The main piece of information given to the FBI was information linking Timothy McVeigh, the main terrorist behind the attack to the Iraqi Special services. According to the report, the journalist advised that a source within the Saudi Arabian Intelligence Service advised that the Oklahoma City bombing was sponsored by the Iraqi Special Services who contracted seven former Afghani Freedom Fighters out of Pakistan. The link turned out to be false, but demonstrated the close working relationship the ABC journalist maintained with the FBI.
The truck bomb planted by McVeigh, with the assistance of Terry Nichols, targeted the Alfred P. Murrah Federal Building in downtown Oklahoma City on April 19, 1995. The bombing killed 168 and injured 680.
ABC has not revealed the name of the journalist in question, but claims that the employee no longer works for the company. ABC News spokesman Jeffrey Schneider found the Center for Public Integrity report, troubling saying that “it can create a perception of collusion between the government and the news organization. It would put journalists everywhere at risk if people believed that journalists are acting as government agents.
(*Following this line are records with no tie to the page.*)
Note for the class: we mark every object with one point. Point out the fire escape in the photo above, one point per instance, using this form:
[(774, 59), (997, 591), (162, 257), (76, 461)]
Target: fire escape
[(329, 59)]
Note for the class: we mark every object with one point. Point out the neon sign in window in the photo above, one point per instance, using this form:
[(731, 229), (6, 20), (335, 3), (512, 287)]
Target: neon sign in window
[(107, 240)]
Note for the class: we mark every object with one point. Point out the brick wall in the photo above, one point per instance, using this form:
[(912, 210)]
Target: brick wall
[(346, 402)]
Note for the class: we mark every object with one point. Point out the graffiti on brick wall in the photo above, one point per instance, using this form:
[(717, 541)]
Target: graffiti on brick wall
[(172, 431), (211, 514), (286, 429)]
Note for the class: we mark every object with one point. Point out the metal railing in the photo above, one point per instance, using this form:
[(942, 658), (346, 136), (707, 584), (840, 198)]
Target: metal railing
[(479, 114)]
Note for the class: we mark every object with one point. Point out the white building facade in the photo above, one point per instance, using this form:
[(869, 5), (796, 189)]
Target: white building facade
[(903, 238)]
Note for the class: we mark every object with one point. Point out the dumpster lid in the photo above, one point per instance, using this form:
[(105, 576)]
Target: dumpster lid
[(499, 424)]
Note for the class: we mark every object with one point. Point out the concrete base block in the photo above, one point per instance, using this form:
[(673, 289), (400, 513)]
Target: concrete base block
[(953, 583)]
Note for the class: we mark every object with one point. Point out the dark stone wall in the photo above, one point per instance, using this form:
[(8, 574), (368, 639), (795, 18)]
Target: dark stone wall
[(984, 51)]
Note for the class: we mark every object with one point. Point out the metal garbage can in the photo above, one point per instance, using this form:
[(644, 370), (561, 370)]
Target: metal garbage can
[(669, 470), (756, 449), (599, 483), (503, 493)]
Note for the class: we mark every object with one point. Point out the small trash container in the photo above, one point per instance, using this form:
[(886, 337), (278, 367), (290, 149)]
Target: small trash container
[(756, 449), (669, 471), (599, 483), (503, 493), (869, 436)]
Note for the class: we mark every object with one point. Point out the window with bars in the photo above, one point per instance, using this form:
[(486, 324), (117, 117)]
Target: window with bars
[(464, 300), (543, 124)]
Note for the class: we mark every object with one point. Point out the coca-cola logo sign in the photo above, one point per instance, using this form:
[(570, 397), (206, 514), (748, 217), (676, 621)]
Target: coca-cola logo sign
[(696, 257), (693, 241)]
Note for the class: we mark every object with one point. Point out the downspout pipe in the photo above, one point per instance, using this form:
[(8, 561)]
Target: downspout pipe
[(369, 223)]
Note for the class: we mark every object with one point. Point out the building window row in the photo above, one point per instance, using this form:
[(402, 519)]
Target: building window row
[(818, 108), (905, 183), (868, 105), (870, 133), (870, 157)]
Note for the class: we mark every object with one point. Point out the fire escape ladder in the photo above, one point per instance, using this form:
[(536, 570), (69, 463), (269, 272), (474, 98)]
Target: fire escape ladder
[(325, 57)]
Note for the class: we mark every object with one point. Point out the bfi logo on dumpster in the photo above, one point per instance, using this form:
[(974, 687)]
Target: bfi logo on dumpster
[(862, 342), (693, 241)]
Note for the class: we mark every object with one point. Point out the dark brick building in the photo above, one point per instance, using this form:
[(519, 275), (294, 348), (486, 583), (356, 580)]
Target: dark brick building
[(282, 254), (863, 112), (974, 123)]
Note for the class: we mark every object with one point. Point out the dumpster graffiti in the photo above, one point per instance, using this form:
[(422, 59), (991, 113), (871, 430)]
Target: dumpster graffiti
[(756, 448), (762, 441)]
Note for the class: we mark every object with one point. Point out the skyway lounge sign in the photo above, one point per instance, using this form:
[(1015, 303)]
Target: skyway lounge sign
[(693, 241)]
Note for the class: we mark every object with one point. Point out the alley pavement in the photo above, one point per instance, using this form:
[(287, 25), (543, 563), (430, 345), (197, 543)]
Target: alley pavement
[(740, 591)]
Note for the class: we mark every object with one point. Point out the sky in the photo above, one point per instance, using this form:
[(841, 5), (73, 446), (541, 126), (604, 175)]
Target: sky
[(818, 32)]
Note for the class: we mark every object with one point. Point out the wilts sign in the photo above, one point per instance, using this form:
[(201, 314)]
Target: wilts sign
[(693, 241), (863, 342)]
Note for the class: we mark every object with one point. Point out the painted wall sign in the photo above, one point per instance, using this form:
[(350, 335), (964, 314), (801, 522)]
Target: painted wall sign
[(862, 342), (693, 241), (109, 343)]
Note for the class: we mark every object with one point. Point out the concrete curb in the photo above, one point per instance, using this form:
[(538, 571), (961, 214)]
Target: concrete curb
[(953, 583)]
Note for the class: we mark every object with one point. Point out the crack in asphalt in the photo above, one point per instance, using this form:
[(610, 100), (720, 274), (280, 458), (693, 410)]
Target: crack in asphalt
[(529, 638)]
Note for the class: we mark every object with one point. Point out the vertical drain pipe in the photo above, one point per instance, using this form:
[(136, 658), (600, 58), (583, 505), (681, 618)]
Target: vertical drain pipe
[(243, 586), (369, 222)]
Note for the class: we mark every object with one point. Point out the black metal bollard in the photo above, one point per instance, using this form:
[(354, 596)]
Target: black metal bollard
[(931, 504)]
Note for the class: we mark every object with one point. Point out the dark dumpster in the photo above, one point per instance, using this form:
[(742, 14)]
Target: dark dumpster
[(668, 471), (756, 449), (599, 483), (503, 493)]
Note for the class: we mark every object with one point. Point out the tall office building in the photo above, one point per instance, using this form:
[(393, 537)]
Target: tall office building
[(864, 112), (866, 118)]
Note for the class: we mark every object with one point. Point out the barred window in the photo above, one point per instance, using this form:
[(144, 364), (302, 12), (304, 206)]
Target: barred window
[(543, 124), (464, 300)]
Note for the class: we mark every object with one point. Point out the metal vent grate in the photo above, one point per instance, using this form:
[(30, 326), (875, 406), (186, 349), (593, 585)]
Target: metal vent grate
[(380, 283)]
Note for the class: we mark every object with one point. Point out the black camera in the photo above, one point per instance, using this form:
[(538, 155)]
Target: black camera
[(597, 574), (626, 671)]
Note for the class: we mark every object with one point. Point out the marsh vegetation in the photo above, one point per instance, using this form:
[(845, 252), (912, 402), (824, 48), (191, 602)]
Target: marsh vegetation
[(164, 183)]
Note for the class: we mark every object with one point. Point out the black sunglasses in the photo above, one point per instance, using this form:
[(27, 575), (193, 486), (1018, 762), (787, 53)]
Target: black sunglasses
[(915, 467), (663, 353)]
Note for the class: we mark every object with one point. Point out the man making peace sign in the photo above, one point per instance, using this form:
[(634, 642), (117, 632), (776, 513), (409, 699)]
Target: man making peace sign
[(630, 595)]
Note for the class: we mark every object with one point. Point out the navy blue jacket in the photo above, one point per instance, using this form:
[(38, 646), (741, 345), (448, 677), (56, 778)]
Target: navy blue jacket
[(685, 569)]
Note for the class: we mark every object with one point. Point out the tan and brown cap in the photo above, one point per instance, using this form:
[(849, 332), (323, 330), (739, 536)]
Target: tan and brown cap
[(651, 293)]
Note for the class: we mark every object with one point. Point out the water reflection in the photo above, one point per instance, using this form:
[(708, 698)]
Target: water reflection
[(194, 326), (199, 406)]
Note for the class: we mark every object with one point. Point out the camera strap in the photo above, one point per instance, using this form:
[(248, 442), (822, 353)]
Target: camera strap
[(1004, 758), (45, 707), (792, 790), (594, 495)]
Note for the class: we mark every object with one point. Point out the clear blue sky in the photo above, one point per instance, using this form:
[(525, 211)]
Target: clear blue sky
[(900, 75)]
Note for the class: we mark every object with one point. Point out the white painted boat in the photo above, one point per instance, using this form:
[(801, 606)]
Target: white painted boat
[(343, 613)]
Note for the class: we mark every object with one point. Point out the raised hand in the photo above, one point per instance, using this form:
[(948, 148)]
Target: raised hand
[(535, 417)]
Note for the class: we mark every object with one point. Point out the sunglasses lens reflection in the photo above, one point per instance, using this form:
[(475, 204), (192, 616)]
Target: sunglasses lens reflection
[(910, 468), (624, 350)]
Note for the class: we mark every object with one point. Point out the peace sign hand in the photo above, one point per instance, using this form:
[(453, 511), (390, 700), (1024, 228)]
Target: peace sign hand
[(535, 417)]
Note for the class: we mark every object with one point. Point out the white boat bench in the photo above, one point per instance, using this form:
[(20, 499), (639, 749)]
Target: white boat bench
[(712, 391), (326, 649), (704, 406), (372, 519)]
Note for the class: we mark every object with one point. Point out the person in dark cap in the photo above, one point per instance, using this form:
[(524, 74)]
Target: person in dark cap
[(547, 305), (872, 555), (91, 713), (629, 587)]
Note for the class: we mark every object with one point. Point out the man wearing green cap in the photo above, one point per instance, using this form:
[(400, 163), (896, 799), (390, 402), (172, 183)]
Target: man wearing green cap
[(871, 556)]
And it could raise the specter of the government trying to spy on a news organization.”
The Oklahoma City bombing remained the worst terrorist attack on U.S. soil until the 9/11 attacks.
Monitoring media and grassroot activist movements
The FBI has long been known to infiltrate and monitor the actions of activist organizations most notably during the years of J. Edgar Hoover’s Counter Intelligence Program monitoring the activities of the American Indian Movement, the Black Panthers and anti-war groups.
This continual infiltration of media has stifled news discourse and undermined trust that reporters have with sources. Those familiar with this trend believe that this created a necessary opening for groups like WikiLeaks to fill the void of a once robust, independent press.
As New York University journalism professor Jay Rosen described, the reason WikiLeaks and other forms of independent, stateless media emerged is because “the watchdog press died.”
This has been accelerated with the increased corporatization of mainstream media in recent years. According to Common Cause, a nonpartisan grassroots organization dedicated to restoring the core values of American democracy, the number of corporations owning commercial TV stations has declined by 40 percent since 1995.
A handful of corporate conglomerates now control the majority of mainstream news sources, making it easier for intelligence to infiltrate and censor reports that reach millions of Americans on a daily basis.